Eli Roth's contribution is a promo for the slasher opus Thanksgiving. Produced in the style of holiday-based slasher films such as Halloween, Silent Night, Deadly Night, April Fool's Day and My Bloody Valentine, the trailer starred Jeff Rendell as a killer who stalks victims dressed as a pilgrim, Jordan Ladd, Jay Hernandez, and Roth himself as his intended victims, and Michael Biehn as the Sheriff. The design for the titles in Thanksgiving was based on a Mad magazine slasher parody entitled Arbor Day. Select excerpts of the score from Creepshow were used.

According to Roth, "My friend Jeff, who plays the killer pilgrim—we grew up in Massachusetts, we were huge slasher movie fans and every November we were waiting for the Thanksgiving slasher movie. We had the whole movie worked out: A kid who's in love with a turkey and then his father killed it and then he killed his family and went away to a mental institution and came back and took revenge on the town. I called Jeff and said, 'Dude, guess what, we don't have to make the movie, we can just shoot the best parts.'" "Shooting the trailer was so much fun," Roth has stated, "because every shot is a money shot. Every shot is decapitation or nudity. It's so ridiculous, it's absurd. It's just so wrong and sick that it's right."

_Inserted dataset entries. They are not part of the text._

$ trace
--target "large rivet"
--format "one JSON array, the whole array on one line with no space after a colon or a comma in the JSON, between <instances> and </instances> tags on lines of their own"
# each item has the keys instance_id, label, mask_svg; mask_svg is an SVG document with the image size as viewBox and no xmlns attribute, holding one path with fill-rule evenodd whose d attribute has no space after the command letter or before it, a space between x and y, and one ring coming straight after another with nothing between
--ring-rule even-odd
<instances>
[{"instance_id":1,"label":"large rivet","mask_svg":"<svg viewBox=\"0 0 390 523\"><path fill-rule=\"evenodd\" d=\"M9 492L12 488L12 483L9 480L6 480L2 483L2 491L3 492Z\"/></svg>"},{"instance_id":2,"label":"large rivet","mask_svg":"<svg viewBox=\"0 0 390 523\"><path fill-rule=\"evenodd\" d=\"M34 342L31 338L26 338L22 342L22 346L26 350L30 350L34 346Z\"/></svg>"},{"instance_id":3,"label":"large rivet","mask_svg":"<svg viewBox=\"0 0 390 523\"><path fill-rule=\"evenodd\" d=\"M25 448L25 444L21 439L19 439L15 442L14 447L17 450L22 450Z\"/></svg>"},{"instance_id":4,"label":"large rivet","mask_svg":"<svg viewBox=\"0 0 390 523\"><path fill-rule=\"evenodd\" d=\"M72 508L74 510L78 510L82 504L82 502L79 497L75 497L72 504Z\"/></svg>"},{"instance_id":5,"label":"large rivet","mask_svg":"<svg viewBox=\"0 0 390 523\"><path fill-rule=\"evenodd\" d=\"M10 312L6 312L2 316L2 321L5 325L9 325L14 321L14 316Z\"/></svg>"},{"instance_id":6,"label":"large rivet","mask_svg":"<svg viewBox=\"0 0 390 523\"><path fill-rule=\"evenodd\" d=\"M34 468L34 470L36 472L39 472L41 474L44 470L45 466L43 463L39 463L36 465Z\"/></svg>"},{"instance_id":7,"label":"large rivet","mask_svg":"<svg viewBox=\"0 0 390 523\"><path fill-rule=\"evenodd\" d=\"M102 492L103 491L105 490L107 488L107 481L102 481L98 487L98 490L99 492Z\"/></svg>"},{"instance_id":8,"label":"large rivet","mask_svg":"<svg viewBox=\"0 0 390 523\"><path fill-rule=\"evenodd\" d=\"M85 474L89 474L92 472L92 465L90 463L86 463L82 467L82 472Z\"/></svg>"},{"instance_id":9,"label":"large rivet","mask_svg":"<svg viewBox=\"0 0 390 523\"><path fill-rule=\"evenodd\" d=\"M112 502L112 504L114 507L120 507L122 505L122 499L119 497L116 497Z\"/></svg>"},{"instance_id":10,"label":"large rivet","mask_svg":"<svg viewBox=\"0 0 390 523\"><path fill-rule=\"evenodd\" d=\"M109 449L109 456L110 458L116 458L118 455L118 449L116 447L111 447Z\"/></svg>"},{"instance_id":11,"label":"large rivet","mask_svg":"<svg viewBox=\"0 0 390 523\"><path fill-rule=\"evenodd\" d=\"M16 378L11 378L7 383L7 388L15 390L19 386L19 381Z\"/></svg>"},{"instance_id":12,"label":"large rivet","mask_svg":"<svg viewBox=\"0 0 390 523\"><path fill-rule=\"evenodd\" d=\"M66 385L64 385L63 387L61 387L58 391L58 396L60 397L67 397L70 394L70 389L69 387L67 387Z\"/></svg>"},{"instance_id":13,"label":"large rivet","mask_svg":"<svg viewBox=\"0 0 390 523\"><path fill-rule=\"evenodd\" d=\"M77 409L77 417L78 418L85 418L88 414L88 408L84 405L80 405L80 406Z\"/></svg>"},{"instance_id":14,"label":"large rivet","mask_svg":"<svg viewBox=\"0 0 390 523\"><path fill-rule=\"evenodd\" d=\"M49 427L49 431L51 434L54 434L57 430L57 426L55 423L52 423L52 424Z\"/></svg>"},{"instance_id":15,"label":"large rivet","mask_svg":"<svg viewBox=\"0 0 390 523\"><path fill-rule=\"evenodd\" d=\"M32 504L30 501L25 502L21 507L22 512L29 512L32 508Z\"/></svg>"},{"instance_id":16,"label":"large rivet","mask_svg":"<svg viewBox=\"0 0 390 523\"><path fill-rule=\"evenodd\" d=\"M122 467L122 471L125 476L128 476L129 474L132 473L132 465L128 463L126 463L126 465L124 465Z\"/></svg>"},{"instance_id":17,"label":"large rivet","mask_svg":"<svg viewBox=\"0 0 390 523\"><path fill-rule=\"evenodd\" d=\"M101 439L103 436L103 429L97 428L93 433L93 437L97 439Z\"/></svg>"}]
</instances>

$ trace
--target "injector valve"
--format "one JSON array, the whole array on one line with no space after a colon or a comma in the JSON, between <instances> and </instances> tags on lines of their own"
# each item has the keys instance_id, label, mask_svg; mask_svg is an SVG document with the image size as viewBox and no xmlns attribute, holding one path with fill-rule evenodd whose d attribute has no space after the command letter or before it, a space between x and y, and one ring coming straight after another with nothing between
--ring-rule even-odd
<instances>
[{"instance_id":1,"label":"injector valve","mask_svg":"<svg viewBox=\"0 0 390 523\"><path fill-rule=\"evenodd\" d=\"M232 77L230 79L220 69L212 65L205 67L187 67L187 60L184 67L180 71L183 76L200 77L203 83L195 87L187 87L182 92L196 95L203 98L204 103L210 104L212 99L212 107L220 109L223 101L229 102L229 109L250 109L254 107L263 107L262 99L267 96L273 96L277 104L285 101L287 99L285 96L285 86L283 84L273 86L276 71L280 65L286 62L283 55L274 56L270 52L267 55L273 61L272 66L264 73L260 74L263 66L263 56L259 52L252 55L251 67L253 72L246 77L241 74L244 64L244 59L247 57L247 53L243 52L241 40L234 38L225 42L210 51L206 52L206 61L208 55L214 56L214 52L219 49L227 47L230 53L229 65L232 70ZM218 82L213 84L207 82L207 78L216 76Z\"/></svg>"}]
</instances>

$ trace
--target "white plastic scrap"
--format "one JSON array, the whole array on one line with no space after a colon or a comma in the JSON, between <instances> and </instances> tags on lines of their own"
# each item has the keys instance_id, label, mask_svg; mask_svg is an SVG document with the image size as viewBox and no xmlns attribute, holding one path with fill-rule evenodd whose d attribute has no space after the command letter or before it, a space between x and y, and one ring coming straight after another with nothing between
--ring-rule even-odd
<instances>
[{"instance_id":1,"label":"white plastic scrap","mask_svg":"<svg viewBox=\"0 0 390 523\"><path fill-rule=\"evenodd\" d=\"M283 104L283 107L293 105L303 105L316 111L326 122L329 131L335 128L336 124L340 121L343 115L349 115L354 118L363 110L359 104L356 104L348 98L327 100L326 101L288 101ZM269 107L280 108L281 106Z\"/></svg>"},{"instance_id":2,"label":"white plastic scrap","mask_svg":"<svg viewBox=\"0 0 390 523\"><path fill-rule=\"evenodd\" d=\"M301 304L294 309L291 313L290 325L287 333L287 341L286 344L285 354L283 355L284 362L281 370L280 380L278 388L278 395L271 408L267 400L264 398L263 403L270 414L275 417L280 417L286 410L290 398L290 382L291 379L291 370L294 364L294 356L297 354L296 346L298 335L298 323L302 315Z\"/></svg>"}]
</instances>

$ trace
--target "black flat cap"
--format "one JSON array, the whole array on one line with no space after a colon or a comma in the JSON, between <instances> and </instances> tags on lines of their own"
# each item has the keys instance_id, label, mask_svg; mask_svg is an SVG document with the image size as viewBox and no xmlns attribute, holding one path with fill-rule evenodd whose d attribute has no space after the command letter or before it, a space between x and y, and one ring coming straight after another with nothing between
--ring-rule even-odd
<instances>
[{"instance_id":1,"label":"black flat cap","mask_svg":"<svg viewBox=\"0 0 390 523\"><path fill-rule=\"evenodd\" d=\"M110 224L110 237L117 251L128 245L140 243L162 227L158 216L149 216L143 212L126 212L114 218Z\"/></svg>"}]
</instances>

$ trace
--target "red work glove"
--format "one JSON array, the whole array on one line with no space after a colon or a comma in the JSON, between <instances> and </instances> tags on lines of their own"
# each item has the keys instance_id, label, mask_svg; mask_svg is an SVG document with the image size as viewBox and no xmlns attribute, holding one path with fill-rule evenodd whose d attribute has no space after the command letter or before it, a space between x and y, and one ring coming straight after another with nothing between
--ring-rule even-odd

Roth's fake trailer contained elements that almost earned Grindhouse an NC-17 rating, including a cheerleader simultaneously stripping and bouncing on a trampoline, and three decapitations, one of which occurring as the victim's girlfriend performs fellatio on him. According to Roth, "Instead of seeing it spread out in a feature, watching it all jammed together nonstop makes it more shocking. But we had a great discussion with the ratings board. They got it. Once they saw it with all the bad splices and the distress and scratches they were fine with it."



Hobo With a Shotgun

Some screenings of Grindhouse (mainly in Canada) also featured a fake trailer for a film titled Hobo With A Shotgun. The trailer is the winner of Robert Rodriguez's South by Southwest Grindhouse trailers contest and was created by Dartmouth, Nova Scotia filmmakers Jason Eisener, John Davies, and Rob Cotterill. The general plot is that a vagabond with a 20-gauge shotgun is taking the law into his own hands. In the trailer the main character is seen killing numerous persons ranging from armed robbers, corrupt cops to a pedophilic Santa Claus. The trailer was available in certain selected movie theaters in the United States and Canada. There have been discussions about making the trailer into an actual movie.